Bu konuda Kuran-ı Kerim’de şöyle buyrulmaktadır:”Andolsun ki sizi biraz korku ve açlıkla; mallardan, canlardan ve ürünlerden eksiltmekle sınayacağız. Sabredenleri müjdele! Onlar, başlarına bir musibet geldiğinde, “Doğrusu biz Allah’a aidiz ve kuşkusuz O’na döneceğiz” derler.” (Bakara 155)
“Kim bir kötülük işlerse, onun karşılığını görür” (Nisa, 4/123) ayetinde ifade edildiği gibi, bu ümmetin kötü işlerse bile karşılıklarının genellikle dünyada ödeneceği vurgulanmıştır. Ancak tevbe etmeyenler, pişmanlık duymayanlar ahirette cezalarını çekeceklerdir.
Dünyanın geçiciliği ve ahiretin ebediliği
Bu dünyada yaşanan her şeyin geçici olduğunu unutmayalım. Dünya hayatı, ahiretle kıyaslandığında gölge bir makamda kalmaktadır.
Hayatımızdaki sıkıntılar ve engeller, ahirete hazırlık olarak görülmelidir. İnananlar, sabır ve dua ile bu zorlukların üstesinden gelerek, ahirette büyük ödüller kazanacaklardır.
Din İşleri Yüksek Kurulu bu konuda şu açıklamayı yapmıştır:
Bu dünyada maruz kalınan engel, günahlara keffaret olur mu? Engel sebebiyle yaşanan zorluk ve sıkıntıların ahirette bir karşılığı olacak mı?
“Hiç kuşkusuz tüm günahların en büyük kefareti içtenlikle yapılan tövbedir. Yüce Allah içtenlikle yapılan bir tövbe (Tahrîm 66/8.)ile tüm günahları bağışlar. (Zümer 39/53.) Elbette sabırla ve tahammülle göğüslenen sıkıntılar için ahirette büyük ecir vardır. Çünkü Allah (c.c.) sabredenleri müjdelerken bir kayıtta bulunmamıştır. (Bakara 2/155.) Bu durum onların ecirlerinin sınırsız olduğunu göstermektedir.”
Hz. Peygamber (s.a.s.) sabredenleri müjdeliyor
Dünyada çekilen sıkıntı ve hastalıkların, günahlara kefaret olduğuna ve ahirette mükâfatının bulunacağına dair hadisler, İslam kaynaklarında sıklıkla geçmektedir. İşte bu konuda bazı hadisler:
- Her sıkıntının bir karşılığı vardır
Hz. Peygamber (s.a.s.), dünyada çekilen her türlü sıkıntı ve zorlukların günahlara kefaret olacağını belirtmiştir:
“Bir Müslümana herhangi bir musibet, bir sıkıntı, bir keder, bir üzüntü, bir eziyet, bir gam dokunursa, hatta kendisine bir diken bile batarsa, mutlaka Allah bunları onun günahlarına kefaret yapar.”

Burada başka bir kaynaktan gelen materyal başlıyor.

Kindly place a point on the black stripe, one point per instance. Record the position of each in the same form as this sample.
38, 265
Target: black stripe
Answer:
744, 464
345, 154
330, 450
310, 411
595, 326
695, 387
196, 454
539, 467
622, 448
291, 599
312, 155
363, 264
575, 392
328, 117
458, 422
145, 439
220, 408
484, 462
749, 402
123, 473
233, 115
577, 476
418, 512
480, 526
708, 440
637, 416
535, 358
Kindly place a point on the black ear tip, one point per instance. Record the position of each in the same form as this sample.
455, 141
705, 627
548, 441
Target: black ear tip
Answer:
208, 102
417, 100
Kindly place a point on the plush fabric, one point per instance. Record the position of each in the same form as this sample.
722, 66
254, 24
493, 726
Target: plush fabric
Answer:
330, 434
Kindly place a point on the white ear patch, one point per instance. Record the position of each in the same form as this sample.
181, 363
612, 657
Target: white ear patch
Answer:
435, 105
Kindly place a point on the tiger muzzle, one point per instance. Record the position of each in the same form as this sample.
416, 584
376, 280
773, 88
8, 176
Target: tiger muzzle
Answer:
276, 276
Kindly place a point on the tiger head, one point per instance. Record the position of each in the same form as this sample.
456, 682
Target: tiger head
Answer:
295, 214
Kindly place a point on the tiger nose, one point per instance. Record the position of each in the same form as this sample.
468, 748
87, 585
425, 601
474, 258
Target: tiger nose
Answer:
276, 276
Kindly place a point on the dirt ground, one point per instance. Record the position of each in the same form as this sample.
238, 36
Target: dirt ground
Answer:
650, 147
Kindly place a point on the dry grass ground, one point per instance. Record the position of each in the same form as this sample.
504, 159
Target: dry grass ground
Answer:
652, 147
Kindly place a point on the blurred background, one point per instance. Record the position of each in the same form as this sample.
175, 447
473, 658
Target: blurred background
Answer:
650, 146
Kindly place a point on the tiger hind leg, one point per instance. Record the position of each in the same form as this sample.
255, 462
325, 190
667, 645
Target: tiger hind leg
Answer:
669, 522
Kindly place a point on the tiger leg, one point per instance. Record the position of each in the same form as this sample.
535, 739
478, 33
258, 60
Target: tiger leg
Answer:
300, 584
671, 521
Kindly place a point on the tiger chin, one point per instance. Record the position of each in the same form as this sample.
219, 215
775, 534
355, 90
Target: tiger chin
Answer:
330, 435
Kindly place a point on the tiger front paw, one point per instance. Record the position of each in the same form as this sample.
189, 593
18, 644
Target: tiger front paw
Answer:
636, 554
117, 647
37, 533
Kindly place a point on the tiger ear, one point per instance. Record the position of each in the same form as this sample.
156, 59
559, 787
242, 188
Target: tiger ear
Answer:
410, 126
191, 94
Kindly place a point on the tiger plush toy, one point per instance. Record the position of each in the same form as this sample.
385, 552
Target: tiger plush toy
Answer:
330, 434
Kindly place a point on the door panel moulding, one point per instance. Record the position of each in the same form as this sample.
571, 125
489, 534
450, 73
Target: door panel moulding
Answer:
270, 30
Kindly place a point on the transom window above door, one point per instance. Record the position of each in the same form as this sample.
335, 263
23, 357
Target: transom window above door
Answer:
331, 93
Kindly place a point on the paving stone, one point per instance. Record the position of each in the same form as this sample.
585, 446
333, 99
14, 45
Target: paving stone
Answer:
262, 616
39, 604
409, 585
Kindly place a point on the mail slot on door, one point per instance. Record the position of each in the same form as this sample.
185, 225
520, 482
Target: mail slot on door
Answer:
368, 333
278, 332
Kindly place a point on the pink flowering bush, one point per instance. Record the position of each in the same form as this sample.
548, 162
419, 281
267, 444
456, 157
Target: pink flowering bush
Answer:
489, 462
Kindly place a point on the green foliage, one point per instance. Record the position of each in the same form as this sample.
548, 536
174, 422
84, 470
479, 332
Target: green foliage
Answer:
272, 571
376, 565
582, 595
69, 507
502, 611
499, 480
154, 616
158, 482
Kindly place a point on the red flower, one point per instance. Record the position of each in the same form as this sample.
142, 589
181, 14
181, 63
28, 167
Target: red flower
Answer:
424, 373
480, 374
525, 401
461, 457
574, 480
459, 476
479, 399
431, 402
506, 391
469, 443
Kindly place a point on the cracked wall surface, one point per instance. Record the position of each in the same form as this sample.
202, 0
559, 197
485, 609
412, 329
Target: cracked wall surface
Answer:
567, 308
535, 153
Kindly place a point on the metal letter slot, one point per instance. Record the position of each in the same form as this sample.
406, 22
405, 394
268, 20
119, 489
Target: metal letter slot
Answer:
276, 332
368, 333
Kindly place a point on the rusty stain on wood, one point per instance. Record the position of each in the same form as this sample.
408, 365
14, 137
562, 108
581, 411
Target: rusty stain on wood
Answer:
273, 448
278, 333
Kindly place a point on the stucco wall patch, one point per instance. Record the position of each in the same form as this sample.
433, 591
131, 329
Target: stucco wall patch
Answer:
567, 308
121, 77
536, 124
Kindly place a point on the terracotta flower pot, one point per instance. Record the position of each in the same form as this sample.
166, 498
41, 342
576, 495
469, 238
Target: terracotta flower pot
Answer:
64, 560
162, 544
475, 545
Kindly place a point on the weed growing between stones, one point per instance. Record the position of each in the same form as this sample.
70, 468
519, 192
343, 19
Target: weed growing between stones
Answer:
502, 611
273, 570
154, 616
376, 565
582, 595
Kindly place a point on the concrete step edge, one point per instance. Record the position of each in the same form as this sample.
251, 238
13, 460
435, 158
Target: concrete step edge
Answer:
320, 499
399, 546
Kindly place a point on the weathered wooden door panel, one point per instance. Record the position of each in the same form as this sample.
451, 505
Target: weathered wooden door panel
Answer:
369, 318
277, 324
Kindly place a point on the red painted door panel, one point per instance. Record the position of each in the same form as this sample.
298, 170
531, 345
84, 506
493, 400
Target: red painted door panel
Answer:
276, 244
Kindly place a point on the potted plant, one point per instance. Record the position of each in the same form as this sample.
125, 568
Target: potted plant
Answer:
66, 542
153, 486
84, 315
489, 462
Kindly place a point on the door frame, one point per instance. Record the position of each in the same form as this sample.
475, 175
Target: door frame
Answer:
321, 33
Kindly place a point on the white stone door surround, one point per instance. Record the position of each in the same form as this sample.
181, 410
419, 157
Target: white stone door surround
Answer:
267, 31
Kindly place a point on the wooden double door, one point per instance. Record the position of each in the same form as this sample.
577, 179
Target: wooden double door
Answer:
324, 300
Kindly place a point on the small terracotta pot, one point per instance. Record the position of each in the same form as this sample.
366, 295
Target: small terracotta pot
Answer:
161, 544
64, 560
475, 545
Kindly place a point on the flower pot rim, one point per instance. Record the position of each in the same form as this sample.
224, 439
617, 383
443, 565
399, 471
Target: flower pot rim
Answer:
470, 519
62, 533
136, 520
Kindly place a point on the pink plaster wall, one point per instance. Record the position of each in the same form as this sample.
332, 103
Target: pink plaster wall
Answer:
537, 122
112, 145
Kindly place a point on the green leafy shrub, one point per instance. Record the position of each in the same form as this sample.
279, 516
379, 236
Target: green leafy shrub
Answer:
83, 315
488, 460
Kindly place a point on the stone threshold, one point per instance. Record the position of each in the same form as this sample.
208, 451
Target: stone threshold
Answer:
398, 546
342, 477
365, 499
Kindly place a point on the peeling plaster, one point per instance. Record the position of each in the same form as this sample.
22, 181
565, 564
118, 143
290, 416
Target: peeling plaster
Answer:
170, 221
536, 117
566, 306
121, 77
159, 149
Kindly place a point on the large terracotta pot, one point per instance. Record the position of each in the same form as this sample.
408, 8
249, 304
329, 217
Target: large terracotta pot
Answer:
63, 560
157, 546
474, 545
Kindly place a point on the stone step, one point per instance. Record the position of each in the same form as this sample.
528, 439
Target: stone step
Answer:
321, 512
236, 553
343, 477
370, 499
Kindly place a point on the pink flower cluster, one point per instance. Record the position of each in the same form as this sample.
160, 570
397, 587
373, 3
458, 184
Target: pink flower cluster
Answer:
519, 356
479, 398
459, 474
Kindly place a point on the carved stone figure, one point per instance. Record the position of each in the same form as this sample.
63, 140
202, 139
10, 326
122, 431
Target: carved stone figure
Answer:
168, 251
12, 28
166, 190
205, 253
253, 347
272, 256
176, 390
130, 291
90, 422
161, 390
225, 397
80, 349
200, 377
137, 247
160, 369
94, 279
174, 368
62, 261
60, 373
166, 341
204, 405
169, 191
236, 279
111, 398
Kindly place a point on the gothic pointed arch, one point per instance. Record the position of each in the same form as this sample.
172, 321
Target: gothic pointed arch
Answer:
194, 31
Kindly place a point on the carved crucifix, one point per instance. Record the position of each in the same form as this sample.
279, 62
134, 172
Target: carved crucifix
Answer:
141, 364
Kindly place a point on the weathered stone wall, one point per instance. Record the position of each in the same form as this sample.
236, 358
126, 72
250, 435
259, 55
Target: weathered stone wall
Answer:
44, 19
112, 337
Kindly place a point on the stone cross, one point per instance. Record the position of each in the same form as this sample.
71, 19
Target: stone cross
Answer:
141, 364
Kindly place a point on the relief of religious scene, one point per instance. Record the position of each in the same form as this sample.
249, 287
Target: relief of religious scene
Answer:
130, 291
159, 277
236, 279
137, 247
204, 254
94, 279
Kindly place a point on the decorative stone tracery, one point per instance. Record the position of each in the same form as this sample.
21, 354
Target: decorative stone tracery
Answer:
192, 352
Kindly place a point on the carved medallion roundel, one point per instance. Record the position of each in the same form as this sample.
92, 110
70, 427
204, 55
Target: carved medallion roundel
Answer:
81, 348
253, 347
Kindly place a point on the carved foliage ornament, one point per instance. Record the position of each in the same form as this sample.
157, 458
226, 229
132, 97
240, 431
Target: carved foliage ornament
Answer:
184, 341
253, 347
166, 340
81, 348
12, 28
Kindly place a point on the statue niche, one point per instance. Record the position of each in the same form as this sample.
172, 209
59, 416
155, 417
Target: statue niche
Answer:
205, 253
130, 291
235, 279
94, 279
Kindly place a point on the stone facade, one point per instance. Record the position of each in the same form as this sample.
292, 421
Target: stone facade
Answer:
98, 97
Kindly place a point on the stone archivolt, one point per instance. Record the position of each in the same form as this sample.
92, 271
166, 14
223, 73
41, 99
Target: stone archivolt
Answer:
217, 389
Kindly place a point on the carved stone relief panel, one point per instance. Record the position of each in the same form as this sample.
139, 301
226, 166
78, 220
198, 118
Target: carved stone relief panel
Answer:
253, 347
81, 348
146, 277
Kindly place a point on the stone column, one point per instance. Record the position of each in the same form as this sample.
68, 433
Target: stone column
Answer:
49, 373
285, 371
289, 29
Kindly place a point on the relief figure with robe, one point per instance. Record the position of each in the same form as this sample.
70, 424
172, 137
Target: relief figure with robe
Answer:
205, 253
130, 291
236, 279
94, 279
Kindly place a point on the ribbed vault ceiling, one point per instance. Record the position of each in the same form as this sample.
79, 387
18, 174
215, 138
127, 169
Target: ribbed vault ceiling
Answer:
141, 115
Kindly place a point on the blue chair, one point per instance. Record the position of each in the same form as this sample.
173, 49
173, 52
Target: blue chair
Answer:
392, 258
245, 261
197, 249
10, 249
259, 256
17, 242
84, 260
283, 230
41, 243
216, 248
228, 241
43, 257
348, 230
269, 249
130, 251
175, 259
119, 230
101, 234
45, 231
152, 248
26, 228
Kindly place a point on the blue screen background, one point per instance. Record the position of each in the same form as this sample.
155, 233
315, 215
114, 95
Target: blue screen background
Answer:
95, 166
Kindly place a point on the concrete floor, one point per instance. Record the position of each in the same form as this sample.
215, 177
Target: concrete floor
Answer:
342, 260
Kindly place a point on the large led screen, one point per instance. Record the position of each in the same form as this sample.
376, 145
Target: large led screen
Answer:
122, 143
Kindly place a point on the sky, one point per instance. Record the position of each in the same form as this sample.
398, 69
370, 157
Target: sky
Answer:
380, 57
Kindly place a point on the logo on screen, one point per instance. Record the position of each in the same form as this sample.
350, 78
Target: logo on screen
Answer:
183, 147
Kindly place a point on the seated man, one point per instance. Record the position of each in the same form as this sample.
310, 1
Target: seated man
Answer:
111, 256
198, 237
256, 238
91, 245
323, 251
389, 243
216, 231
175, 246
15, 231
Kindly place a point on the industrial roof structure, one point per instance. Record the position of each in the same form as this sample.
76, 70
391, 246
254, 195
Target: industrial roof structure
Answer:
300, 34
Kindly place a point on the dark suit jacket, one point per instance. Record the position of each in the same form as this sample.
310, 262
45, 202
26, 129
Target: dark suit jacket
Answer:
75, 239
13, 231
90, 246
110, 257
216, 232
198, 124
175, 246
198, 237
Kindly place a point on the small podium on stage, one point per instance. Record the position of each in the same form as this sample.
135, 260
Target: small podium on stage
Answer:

(Buharî, Marda, 1; Müslim, Birr, 52)
- Hastalıkların günahlara kefaret olması
Hastalıkların müminler için bir imtihan olduğu ve bu hastalıkların sabırla karşılanması hâlinde günahların affedileceği vurgulanır:
“Mümin, hastalığa yakalandığında Allah onun günahlarını döker, tıpkı bir ağacın yapraklarını dökmesi gibi.”
(Müslim, Birr, 45)
Hz. Peygamber (s.a.s.), sabır ve duaların müminin en güçlü silahları olduğunu belirtmiştir:
“Sabır ve dua müminin ne güzel iki silahıdır.”
(Kenzu’l-Ummal, III/272, h.no: 6505)
- Zorluklara karşı sabretmek
Bir başka hadiste, dünyada başa gelen zorlukların ve sabrın karşılığında müminlere cennette büyük mükâfatlar verileceği bildirilmiştir:
“Allah Teâlâ buyuruyor ki: Ben bir kulumun iki sevgili gözünü alırsam (onu kör edersem) ve o buna sabrederse, onun karşılığında ona cenneti veririm.”
(Buharî, Marda, 7)
Bu hadisler, müminlerin dünyada yaşadığı sıkıntı ve hastalıkların ahirette büyük ecir ve ödüllere dönüşeceğini göstermekte, Allah’ın rahmet ve adaletinin tecellisini açıklamaktadır. Sabır ve imanla karşılanan her musibetin, günahlara kefaret olduğuna işaret eden bu hadisler, müminler için önemli bir motivasyon kaynağıdır.